While I oppose military rule, I must confess it is hard to defend the likes of Mr. Sharif and former Prime Minister Benazir Bhutto. Both have frittered away innumerable opportunities to give this benighted country decent governance, and both have created the void necessary for the Army to retain its central position in Pakistan.

In nearly 12 years of elected civilian rule, neither managed to prove to Pakistanis that democracy is superior to dictatorship. This is why nobody is shedding a tear for the sacked Sharif government, just as nobody lamented the dismissal of Ms. Bhutto's government three years ago.

To be fair, even if these incompetent and greedy politicians had been models of integrity and good management, the problems Pakistan faces today are so big they probably would not have made much headway in solving them.

Equally, the Army certainly has no magic wand. Our long and painful experience of military rule indicates that its officers are even less equipped than our pathetic politicians to tackle national problems. If past military regimes appear less corrupt and more competent than elected civilian governments, it is because they were not subjected to the same media scrutiny as political leaders. Operating under tight censorship, their crooked deals and bungling escaped the public gaze.

Perhaps the saddest part of recent events is how little resentment there has been over the coup. For all the years under the jackboot of Gen. Mohammed Zia ul-Haq, thousands of Pakistanis demonstrated against martial law, went to jail, and were flogged.

If there is a consensus on anything in this deeply divided country, it is on the merits of democracy. And yet, today the Army chief can order the takeover of state institutions and dismissal of an elected, constitutional government without worrying about public outcry or backlash.

For this state of apathy, both Sharif and Bhutto share the blame. In each of their respective two-term stints they failed to deliver on a single promise. All they did was feather their nests and allow their creatures to fatten themselves at the trough of the public exchequer. Neither cared a fig for democratic norms.

I would guess that the Army is extremely reluctant to declare martial law and abrogate the Constitution. Its high command knows it has no answers to Pakistan's innumerable problems.

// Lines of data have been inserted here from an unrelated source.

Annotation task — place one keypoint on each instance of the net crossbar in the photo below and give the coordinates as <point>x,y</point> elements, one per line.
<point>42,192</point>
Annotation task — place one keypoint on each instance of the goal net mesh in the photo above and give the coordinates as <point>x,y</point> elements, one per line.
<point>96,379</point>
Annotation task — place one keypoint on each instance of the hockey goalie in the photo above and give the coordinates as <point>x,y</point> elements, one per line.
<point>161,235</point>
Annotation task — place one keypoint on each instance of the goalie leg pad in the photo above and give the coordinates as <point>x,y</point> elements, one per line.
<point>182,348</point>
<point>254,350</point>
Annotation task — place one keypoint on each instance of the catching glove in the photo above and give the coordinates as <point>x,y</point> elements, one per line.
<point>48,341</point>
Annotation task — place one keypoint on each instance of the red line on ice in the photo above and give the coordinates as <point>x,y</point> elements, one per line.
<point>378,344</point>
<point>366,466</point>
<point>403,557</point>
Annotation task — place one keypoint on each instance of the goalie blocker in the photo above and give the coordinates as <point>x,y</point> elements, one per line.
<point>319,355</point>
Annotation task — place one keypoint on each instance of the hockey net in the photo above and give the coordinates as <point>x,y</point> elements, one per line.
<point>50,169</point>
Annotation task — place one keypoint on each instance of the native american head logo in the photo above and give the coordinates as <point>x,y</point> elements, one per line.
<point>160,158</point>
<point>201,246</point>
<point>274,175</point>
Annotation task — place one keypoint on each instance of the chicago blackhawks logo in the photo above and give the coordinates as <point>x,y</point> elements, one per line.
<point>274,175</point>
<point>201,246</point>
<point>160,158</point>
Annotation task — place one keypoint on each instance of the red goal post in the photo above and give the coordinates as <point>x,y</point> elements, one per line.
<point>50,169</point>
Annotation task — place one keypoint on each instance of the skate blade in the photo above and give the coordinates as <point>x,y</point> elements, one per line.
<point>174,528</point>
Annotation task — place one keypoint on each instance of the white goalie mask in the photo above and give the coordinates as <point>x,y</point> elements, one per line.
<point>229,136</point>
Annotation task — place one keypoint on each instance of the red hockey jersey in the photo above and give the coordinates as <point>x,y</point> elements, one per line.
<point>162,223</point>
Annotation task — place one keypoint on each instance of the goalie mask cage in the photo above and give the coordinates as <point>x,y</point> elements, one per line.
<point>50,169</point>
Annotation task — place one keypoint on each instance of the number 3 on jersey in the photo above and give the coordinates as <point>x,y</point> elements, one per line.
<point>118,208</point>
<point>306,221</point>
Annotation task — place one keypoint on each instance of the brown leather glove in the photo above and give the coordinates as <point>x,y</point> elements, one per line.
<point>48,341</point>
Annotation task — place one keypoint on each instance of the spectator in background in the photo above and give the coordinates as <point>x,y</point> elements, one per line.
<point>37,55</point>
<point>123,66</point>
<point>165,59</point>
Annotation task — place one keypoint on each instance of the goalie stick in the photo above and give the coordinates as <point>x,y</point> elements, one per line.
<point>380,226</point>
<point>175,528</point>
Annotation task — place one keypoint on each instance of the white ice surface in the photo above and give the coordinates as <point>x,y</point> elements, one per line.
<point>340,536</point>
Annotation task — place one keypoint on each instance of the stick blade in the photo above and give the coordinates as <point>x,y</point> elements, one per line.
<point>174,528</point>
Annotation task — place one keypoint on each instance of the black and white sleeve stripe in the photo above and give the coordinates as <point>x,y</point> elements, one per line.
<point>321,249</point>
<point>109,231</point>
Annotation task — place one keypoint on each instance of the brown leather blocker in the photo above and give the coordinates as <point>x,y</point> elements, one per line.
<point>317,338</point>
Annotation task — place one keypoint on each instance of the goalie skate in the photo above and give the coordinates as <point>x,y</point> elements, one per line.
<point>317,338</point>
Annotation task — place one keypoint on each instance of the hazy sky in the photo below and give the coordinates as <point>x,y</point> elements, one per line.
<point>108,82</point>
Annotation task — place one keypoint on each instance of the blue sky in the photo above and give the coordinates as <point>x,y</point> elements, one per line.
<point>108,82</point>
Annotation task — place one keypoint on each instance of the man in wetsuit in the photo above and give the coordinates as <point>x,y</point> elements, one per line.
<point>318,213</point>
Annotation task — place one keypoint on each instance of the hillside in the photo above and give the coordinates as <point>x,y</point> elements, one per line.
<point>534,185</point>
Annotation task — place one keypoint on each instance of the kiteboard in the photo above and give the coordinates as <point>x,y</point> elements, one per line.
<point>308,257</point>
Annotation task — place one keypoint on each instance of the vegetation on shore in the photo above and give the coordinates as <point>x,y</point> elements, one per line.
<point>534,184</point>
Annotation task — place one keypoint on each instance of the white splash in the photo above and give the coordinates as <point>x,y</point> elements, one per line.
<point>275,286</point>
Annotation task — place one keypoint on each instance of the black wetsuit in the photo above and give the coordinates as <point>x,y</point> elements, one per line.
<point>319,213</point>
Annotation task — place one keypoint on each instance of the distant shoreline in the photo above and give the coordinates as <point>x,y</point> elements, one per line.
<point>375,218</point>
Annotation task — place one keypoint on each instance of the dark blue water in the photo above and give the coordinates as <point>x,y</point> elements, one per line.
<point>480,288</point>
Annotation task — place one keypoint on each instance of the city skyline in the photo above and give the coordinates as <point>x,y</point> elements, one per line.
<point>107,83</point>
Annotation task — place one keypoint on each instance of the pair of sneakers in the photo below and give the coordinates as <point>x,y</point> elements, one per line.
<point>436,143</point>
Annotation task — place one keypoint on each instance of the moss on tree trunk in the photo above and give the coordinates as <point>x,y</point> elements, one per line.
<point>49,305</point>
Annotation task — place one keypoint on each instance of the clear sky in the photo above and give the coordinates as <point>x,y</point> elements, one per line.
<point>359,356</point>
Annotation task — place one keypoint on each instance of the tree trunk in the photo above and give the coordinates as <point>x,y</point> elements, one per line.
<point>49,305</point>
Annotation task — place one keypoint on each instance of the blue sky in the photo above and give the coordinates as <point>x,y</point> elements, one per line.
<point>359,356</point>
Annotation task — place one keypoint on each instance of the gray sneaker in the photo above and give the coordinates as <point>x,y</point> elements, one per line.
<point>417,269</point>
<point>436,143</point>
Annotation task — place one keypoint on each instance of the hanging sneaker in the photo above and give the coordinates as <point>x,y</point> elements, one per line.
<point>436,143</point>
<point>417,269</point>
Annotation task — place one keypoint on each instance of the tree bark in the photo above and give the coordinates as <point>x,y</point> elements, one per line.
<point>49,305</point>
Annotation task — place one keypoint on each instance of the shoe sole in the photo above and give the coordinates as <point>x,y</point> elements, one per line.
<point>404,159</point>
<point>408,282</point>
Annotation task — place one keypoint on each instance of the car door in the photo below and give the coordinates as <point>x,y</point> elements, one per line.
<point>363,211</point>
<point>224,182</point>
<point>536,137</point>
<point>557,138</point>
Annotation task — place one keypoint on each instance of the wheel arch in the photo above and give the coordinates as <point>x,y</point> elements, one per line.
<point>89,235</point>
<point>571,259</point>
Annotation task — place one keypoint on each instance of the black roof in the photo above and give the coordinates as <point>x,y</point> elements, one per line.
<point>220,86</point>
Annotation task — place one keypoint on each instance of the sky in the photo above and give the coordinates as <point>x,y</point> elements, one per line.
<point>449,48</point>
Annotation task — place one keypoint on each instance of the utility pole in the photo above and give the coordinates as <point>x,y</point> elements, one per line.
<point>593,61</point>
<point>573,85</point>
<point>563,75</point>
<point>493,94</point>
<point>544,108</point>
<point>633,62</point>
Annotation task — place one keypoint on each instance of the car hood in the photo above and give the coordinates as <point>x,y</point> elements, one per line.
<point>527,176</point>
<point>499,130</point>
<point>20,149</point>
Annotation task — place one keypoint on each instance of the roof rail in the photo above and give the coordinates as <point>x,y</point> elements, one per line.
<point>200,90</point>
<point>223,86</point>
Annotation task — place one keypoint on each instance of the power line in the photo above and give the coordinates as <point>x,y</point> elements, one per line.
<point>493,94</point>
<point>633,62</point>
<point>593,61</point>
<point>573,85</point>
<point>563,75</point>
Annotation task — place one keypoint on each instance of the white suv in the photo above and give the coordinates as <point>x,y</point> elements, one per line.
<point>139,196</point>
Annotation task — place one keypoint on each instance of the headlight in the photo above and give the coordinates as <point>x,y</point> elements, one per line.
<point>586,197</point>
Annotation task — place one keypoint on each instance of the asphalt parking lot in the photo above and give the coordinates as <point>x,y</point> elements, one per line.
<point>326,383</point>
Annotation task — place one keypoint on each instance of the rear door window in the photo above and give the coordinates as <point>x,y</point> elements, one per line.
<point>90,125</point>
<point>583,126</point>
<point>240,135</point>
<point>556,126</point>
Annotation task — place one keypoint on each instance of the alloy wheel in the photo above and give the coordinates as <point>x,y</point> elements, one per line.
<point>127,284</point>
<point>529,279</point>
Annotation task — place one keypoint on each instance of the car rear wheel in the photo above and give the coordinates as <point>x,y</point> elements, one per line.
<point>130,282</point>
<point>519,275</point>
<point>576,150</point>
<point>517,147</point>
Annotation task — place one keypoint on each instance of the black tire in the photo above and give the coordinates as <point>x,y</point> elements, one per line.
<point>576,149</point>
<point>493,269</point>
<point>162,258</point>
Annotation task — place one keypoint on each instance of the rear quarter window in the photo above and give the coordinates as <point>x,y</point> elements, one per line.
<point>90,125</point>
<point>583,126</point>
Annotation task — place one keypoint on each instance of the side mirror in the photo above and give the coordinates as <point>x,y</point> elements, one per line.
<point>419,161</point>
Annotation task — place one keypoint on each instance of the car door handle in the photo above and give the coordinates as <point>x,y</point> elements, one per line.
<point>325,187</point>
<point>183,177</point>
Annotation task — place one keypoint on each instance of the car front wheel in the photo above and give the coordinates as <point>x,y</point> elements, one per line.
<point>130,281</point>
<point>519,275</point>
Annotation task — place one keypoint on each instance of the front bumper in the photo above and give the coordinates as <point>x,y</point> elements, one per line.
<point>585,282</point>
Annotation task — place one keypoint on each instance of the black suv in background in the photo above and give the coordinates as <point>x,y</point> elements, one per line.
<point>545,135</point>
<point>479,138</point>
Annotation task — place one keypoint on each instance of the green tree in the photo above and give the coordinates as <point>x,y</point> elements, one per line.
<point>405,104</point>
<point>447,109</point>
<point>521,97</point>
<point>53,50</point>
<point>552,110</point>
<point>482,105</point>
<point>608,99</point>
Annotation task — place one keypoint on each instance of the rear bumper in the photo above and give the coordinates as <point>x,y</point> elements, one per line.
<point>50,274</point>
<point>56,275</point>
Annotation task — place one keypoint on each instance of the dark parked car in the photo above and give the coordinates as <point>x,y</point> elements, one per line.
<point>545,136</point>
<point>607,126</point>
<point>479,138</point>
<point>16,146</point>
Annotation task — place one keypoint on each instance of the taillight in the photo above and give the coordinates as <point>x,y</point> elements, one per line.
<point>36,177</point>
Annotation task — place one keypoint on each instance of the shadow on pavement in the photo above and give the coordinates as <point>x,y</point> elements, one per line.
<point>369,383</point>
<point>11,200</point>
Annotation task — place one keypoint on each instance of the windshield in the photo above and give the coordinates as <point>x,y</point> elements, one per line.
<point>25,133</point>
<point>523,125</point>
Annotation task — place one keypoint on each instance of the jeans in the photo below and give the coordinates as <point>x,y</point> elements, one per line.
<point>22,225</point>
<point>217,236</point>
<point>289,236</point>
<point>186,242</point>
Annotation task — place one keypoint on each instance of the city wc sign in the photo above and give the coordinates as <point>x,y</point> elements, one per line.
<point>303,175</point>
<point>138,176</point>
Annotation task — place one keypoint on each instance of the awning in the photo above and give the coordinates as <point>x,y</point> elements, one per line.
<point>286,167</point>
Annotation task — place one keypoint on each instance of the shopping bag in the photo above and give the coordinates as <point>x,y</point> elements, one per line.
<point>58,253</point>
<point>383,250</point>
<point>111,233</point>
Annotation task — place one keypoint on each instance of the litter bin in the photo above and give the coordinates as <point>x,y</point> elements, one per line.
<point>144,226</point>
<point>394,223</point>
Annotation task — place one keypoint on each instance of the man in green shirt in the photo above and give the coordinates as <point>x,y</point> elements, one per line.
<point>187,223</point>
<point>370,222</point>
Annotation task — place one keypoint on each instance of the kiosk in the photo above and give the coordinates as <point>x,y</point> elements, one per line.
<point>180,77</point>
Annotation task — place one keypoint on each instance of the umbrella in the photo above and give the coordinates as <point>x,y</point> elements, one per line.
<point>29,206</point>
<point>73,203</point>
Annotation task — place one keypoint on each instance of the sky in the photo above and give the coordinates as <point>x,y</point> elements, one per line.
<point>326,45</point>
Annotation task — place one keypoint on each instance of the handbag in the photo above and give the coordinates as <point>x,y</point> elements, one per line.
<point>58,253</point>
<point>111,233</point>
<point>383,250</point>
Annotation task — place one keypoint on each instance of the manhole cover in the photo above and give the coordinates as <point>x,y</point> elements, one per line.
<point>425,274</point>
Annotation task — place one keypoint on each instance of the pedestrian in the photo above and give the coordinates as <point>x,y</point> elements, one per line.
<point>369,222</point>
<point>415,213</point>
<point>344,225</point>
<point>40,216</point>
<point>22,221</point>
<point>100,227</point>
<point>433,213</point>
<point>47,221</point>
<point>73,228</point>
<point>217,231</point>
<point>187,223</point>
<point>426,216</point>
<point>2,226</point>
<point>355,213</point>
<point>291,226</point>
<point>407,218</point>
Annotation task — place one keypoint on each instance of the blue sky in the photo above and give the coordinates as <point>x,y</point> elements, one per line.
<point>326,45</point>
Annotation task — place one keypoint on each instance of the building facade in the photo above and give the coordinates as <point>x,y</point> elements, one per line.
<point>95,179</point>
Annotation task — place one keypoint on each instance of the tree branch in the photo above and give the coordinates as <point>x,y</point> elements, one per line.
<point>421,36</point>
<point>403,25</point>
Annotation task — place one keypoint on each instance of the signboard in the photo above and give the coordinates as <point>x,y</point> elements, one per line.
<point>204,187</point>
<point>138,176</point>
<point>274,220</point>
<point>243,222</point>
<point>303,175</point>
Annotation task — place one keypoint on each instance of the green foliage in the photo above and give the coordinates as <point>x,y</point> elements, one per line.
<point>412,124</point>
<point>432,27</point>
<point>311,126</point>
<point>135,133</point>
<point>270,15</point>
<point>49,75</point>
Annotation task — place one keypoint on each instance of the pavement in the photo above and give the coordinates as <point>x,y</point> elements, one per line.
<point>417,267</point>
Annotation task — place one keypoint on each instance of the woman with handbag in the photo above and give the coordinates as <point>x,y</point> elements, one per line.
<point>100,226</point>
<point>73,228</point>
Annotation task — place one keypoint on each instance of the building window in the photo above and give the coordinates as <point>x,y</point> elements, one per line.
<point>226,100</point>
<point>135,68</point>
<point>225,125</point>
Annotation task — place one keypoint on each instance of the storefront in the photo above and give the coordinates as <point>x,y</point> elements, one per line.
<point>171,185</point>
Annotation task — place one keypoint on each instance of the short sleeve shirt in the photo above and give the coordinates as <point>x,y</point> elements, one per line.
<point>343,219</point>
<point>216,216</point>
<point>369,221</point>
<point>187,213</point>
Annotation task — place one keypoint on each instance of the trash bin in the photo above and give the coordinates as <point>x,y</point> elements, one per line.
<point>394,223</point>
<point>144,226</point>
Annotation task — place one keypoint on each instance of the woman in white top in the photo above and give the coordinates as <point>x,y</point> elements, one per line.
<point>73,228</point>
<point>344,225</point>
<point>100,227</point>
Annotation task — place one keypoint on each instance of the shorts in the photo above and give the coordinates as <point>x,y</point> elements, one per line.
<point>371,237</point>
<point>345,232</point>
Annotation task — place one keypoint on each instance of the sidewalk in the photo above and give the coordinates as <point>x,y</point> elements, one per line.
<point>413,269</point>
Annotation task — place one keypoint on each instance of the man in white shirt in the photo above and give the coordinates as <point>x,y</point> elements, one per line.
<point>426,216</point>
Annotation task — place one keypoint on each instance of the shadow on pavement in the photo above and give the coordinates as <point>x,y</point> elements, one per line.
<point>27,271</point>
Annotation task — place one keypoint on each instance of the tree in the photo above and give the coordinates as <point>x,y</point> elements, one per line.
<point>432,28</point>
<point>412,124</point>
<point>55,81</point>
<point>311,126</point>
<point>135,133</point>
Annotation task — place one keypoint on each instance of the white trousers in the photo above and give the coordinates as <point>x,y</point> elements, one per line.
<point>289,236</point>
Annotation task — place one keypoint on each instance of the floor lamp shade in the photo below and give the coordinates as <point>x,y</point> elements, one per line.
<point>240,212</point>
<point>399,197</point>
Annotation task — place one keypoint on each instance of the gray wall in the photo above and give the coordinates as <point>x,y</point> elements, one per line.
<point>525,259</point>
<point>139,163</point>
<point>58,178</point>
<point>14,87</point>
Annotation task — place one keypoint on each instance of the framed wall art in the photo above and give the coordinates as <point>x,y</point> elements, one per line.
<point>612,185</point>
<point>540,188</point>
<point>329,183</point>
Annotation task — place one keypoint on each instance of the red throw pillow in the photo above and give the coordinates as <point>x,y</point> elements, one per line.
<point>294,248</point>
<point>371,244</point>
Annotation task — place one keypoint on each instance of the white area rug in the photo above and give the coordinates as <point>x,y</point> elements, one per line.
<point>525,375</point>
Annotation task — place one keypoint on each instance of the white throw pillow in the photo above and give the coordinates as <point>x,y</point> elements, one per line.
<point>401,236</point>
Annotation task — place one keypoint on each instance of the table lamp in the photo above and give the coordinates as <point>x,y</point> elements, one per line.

The generals would therefore prefer to stay in the background and have a government of so-called technocrats in an open-ended caretaker arrangement. Elections will be deferred until both mainstream parties are subjected to thorough accountability.

Gen. Pervaiz Musharraf, the Army chief of staff, has announced he will head a seven-member national security council consisting of service heads and four civilians, which will run the country.

This pushes elections, and a return to civilian rule, into the distance. Yet it has been largely welcomed by a public willing to wait for a return to democracy if the Army will deliver on its promises.

This arrangement will be no worse than that of these past years. Alas, the only people who will squeal in protest will be the out-of-work politicians who will be thrown off the gravy train.

*Irfan Husain is a freelance writer living in Karachi, Pakistan. This article first appeared in Dawn, an English-language Pakistani newspaper.